Bu kürsüden çokça arkadaşımın ve benim de gösterdiğim kişi var: Bu, Mehmet Emin Özkan amca. Söylüyorsunuz "amca" diyorum çünkü çok yaşlı. Benim için nasıl, ne suç işlediği, ne yaptığı hiçbir şekilde önemli değil. Bu insan cezaevinde ve en son cezaevinden sağlık kuruluşuna götürülürken böyle görüntülendi. Evet, siz bu resmi vicdanınıza sığdırıyorsanız yani dedenizin, babanızın yaşında olan -buradaki bazı vekil arkadaşların yaşıtı da olabilir- bir insanın bu şekilde muamele görmesine razıysanız size hiçbir şekilde söyleyecek sözümüz yok. Ama biz şunu çok iyi biliyoruz: Bugün Mehmet Emin Özkan'ın yeri cezaevi değildir, hastanedeki mahkûm koğuşu değildir; Mehmet Emin Özkan'ın yanı çocuklarının yanıdır -vedalaşma hakkıdır- torunlarının yanıdır. O öldüğü zaman Türkiye daha iyi bir ülke olmayacak, öldüğü zaman bu ülke huzura kavuşmayacak, bu ülkenin toplumsal barışı, bir arada yaşama iradesi ve gelecek ülküsü aslında yaralanmış olacak ve bu yaralanmaya sizler insan yaşamına kastederek aslında katkı sunmuş olacaksınız.
(Mikrofon otomatik cihaz tarafından kapatıldı)
BAŞKAN - Buyurunuz.
GÜLÜSTAN KILIÇ KOÇYİĞİT (Devamla) - Tamamlıyorum Sayın Başkan.
Teşekkür ederim.
Şimdi, değerli arkadaşlar, elimizde birçok veri var. Bakın, 2021 yılının sadece ilk iki ayında cezaevlerinden cenazeler çıkmaya yine devam ediyor. 22 Nisanda İsa Gültekin Mersin 3 No.lu Cezaevinde hasta mahpustu, yaşamını yitirdi, kanser hastasıydı ve sizler tahliye etmediniz. Evet, sizin Adalet Bakanlığınız, sizin ideolojik saiklerle kurumsallaştırdığınız Adli Tıp Kurumunuz rapor vermediği için, ceza infaz kurumları "Evet, tahliye edilmelidir." demediği için İsa Gültekin yaşamını yitirdi.
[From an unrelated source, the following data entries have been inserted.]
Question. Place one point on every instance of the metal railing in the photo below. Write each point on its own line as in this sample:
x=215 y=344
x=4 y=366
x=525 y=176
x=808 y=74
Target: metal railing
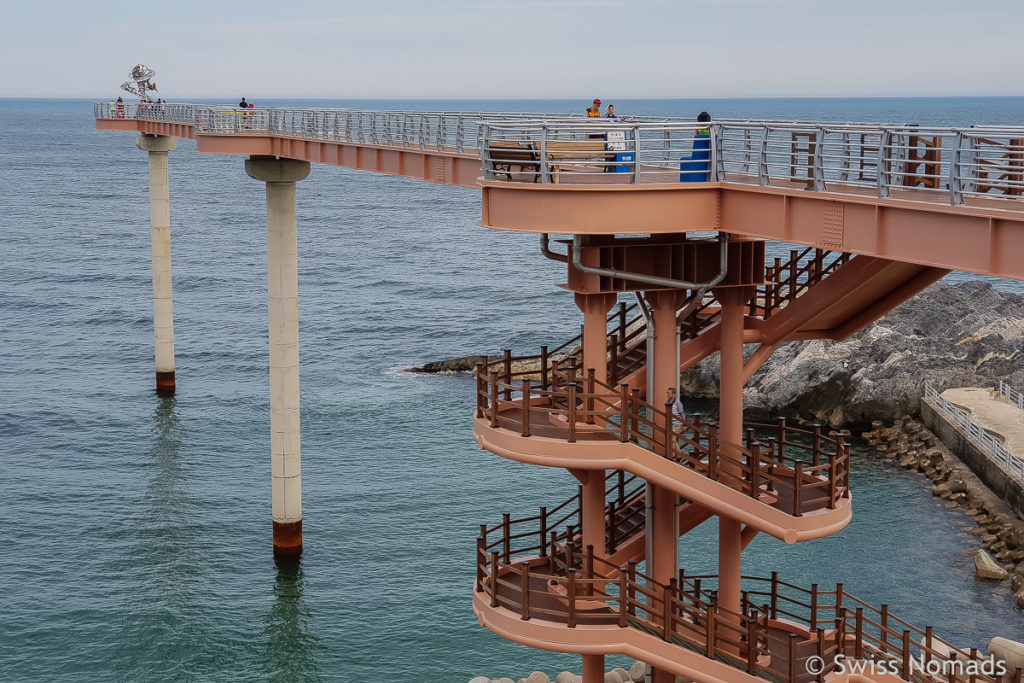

Sadece o mu? Hayır, Hayrettin Yılmaz da hem verem hastasıydı hem akciğer CA hastasıydı, birçok kronik hastalığı vardı ama tahliye etmediğiniz için yaşamını yitirdi, tıpkı Koçer Özdal gibi, tıpkı Takiyettin Özkahraman gibi, tıpkı Ali Boçnak gibi ve diğer adını sayamadığım hasta mahpuslar gibi. Sizler yandaşlarınıza aslında iltimas tanırken insanlığı öldürüyorsunuz, insanlığın vicdanını öldürüyorsunuz. Ben buna hakkınız olmadığını düşünüyorum. Bir kez daha vicdanlarınıza seslenmek istiyorum.